Bacaini.ID, KEDIRI – Perahu layar tradisional Pinisi asal Sulawesi merupakan karya seni leluhur yang sarat mitos dan cerita legenda.
Mahakarya ini lahir di Desa Ara, dan Lemo-lemo atau Tanah Lemo, tempat Pinisi modern pertama dibangun pada tahun 1906.
Namun jauh sebelum itu, sesuai legenda yang ada, sejarah kapal Pinisi terkait erat dengan kisah Sawerigading.
Siapa dia? Putra mahkota kerajaan Luwu, salah satu tokoh utama epos Bugis “Sureq Galigo” atau Ila Galigo yang ditulis oleh Colliq Pujie, perempuan bangsawan Bugis Melayu.
Legenda Pinisi
Legenda mengatakan, untuk menghindari hubungan inses dengan saudara kembarnya, Sawerigading melakukan perjalanan ke negeri Tiongkok.
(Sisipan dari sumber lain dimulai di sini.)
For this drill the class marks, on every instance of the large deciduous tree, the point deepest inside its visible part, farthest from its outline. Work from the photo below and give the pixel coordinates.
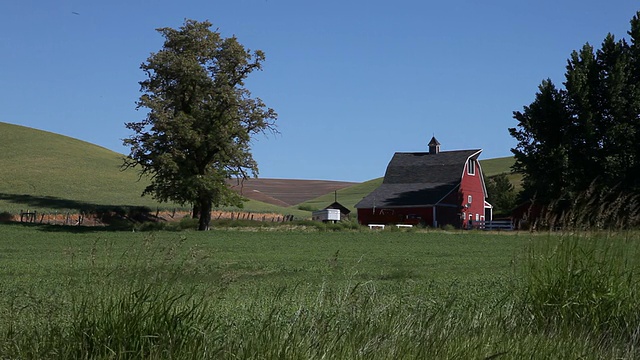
(200, 121)
(586, 135)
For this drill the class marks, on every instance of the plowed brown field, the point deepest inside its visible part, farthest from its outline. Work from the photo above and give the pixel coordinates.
(286, 192)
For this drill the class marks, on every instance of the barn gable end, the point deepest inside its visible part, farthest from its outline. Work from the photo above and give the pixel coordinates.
(432, 188)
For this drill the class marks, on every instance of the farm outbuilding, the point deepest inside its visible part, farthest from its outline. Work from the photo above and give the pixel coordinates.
(433, 188)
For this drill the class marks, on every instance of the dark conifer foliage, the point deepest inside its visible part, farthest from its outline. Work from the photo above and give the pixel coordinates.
(585, 136)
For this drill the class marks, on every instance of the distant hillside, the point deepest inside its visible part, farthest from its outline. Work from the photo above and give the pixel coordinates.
(44, 171)
(287, 192)
(491, 167)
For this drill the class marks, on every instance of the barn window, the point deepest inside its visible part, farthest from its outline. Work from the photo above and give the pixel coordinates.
(471, 167)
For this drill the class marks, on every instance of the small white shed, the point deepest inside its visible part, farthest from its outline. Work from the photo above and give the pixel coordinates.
(326, 215)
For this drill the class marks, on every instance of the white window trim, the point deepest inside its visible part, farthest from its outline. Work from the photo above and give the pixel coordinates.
(471, 167)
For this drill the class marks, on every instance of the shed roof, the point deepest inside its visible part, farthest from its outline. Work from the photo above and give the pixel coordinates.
(419, 179)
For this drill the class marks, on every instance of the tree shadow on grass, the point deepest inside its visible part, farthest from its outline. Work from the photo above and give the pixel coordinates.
(72, 229)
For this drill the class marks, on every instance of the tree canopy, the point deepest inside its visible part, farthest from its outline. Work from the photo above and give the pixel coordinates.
(586, 135)
(201, 119)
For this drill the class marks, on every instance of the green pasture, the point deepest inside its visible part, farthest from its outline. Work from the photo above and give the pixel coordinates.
(311, 292)
(50, 173)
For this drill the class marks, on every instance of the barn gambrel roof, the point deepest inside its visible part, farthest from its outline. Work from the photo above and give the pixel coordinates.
(419, 179)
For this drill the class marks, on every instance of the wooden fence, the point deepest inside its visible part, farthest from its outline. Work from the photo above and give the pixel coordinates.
(72, 218)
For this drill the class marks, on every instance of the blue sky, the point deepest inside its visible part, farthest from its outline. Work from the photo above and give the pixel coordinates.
(352, 81)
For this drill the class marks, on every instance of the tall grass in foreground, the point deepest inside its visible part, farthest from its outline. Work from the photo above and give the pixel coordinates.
(574, 298)
(587, 284)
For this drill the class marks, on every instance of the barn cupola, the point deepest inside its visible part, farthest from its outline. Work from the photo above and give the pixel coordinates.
(434, 146)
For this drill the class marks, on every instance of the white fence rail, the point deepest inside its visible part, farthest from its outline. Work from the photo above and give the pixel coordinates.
(493, 225)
Dengan menggunakan kapal yang terbuat dari pohon welengreng atau pohon dewata, Sawerigading bertolak menuju Tiongkok.
Ia bermaksud melamar putri Tiongkok bernama We Cudai. Setelah berpuluh tahun tinggal di Tiongkok dan bersumpah tidak akan pulang, Sawerigading akhirnya melanggar sumpahnya.
Ia tidak kuasa menolak keinginan istri dan anak cucunya yang penasaran melihat tanah kelahiran leluhur Sawerigading.
Dalam perjalanan pulang menuju Luwu, kapal Sawerigading dihantam badai dan pecah menjadi tiga bagian.
Legenda mengatakan, tiga bagian kapal Sawerigading terdampar di daerah Ara, Tanah Lemo dan Bira.
Di situlah kapal Sawerigading dirakit kembali dan kemudian diberi nama Kapal Pinisi.
Sejarah Kapal Pinisi
Dikutip dari Ocean Earth Travels, kapal Pinisi dikaitkan dengan para pelaut Sulawesi pada abad ke-19.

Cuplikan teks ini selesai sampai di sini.